A table game stands alone: Earth and Fire. Its face is a split-circle, half soil, half flame, with a brass bell perched where the halves meet. The instructions are typed in blocky arcade font.
The game's protagonist is particularly well-written, with a nuanced personality that evolves over the course of the game. The supporting cast is equally impressive, with a diverse range of characters that add depth and richness to the game's world. LostBetsGames.14.07.25.Earth.And.Fire.With.Bell...
#LostBetsGames #EarthAndFire #WithBell #UnfinishedRitual #ARG #ExperimentalGameDev #WeirdGames A table game stands alone: Earth and Fire
Game reviewers who received early beta keys (before the studio vanished) compared it to a cross between Darkest Dungeon and Baba Is You , but with gambling addiction mechanics baked into the UI. The game's protagonist is particularly well-written, with a
The most intriguing part of the 14.07.25 build is the Bell . It’s your only tool and your greatest liability. Ringing it clears the "fire" from your path, but the sound echoes—attracting things in the "earth" you can’t quite see. It creates a gameplay loop of high-tension silence followed by a desperate, clanging sprint for safety.

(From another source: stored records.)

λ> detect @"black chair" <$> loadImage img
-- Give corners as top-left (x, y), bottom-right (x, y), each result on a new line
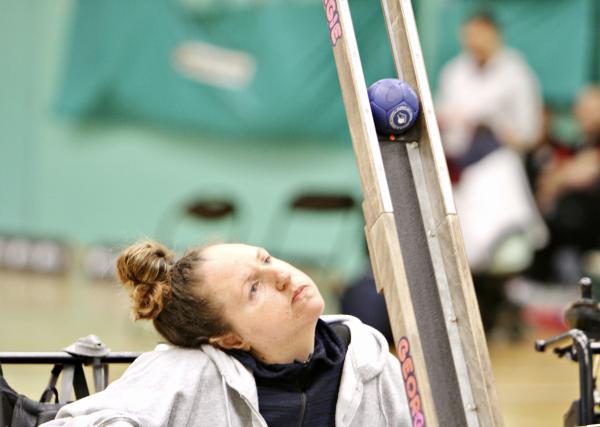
top-left (265, 190), bottom-right (358, 269)
top-left (157, 193), bottom-right (243, 248)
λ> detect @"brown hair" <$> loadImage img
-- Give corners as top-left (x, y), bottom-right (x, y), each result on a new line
top-left (117, 240), bottom-right (230, 348)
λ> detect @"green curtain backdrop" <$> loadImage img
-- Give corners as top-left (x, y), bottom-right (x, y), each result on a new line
top-left (58, 0), bottom-right (393, 141)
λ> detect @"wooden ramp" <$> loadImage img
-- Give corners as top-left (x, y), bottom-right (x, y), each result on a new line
top-left (323, 0), bottom-right (503, 427)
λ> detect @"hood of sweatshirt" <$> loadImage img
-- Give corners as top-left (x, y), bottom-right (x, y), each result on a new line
top-left (202, 315), bottom-right (389, 407)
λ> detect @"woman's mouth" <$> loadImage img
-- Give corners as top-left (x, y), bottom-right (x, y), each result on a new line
top-left (292, 285), bottom-right (306, 304)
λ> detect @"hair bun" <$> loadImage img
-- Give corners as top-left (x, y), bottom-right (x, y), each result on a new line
top-left (117, 240), bottom-right (174, 320)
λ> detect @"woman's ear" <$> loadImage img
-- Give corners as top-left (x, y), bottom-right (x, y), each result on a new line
top-left (208, 332), bottom-right (250, 351)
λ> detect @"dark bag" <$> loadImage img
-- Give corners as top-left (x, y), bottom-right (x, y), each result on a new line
top-left (0, 365), bottom-right (89, 427)
top-left (0, 376), bottom-right (65, 427)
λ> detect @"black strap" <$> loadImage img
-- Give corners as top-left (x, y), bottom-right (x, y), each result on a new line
top-left (329, 322), bottom-right (351, 350)
top-left (73, 364), bottom-right (90, 399)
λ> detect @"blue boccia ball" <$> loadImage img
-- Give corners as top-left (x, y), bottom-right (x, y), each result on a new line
top-left (367, 79), bottom-right (419, 135)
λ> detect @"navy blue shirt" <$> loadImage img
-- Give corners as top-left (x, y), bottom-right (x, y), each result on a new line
top-left (229, 319), bottom-right (346, 427)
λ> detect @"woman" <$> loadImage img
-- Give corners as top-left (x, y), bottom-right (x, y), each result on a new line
top-left (45, 241), bottom-right (410, 427)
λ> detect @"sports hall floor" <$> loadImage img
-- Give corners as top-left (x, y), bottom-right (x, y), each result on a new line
top-left (0, 270), bottom-right (578, 427)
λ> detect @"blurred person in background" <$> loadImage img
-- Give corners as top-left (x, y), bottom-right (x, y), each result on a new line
top-left (436, 12), bottom-right (547, 331)
top-left (530, 86), bottom-right (600, 284)
top-left (45, 241), bottom-right (410, 427)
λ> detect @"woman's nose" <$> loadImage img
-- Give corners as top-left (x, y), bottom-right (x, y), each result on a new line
top-left (275, 270), bottom-right (291, 291)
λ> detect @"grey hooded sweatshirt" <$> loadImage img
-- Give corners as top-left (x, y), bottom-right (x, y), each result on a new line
top-left (43, 315), bottom-right (412, 427)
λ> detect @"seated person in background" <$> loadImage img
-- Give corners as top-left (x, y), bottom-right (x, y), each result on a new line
top-left (533, 86), bottom-right (600, 282)
top-left (436, 12), bottom-right (547, 335)
top-left (45, 241), bottom-right (411, 427)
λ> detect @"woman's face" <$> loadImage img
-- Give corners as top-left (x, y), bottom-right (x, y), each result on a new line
top-left (202, 244), bottom-right (324, 354)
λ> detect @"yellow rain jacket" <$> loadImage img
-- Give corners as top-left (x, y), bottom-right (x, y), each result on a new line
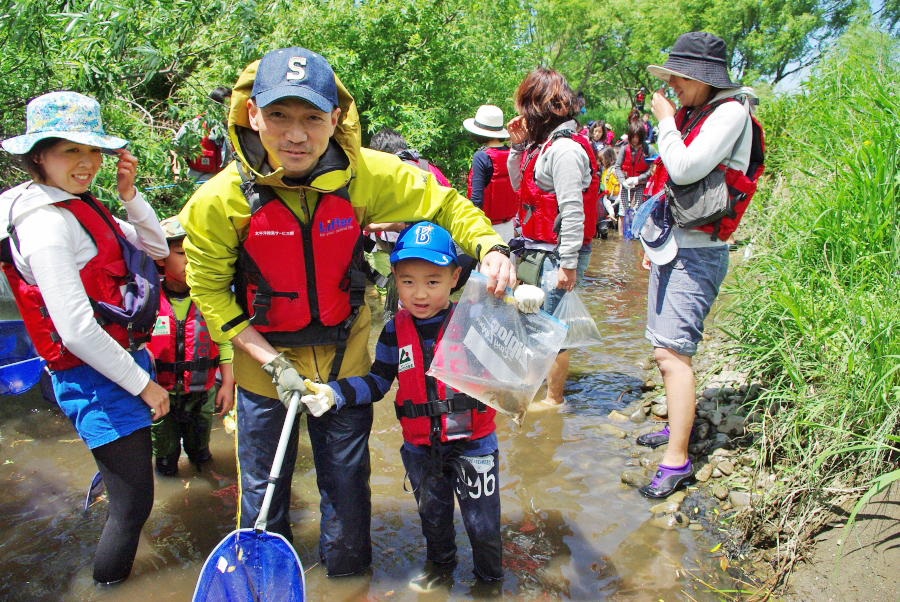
top-left (179, 61), bottom-right (505, 398)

Their signature mechanic was the —a real-world timer that would permanently alter the game world if players failed to meet an objective by a specific date. This brings us to the date embedded in the keyword: 14.07.25 .
In the end, the game is less about winning than about revelation. The bell does not declare a victor so much as it announces consequence. Every toll is a lesson: your past is not inert; it is material that, once manipulated, alters the shape of your life. Whether you choose earth or fire, you change the landscape. The game asks us to consider whether the act of choosing is itself a means of becoming.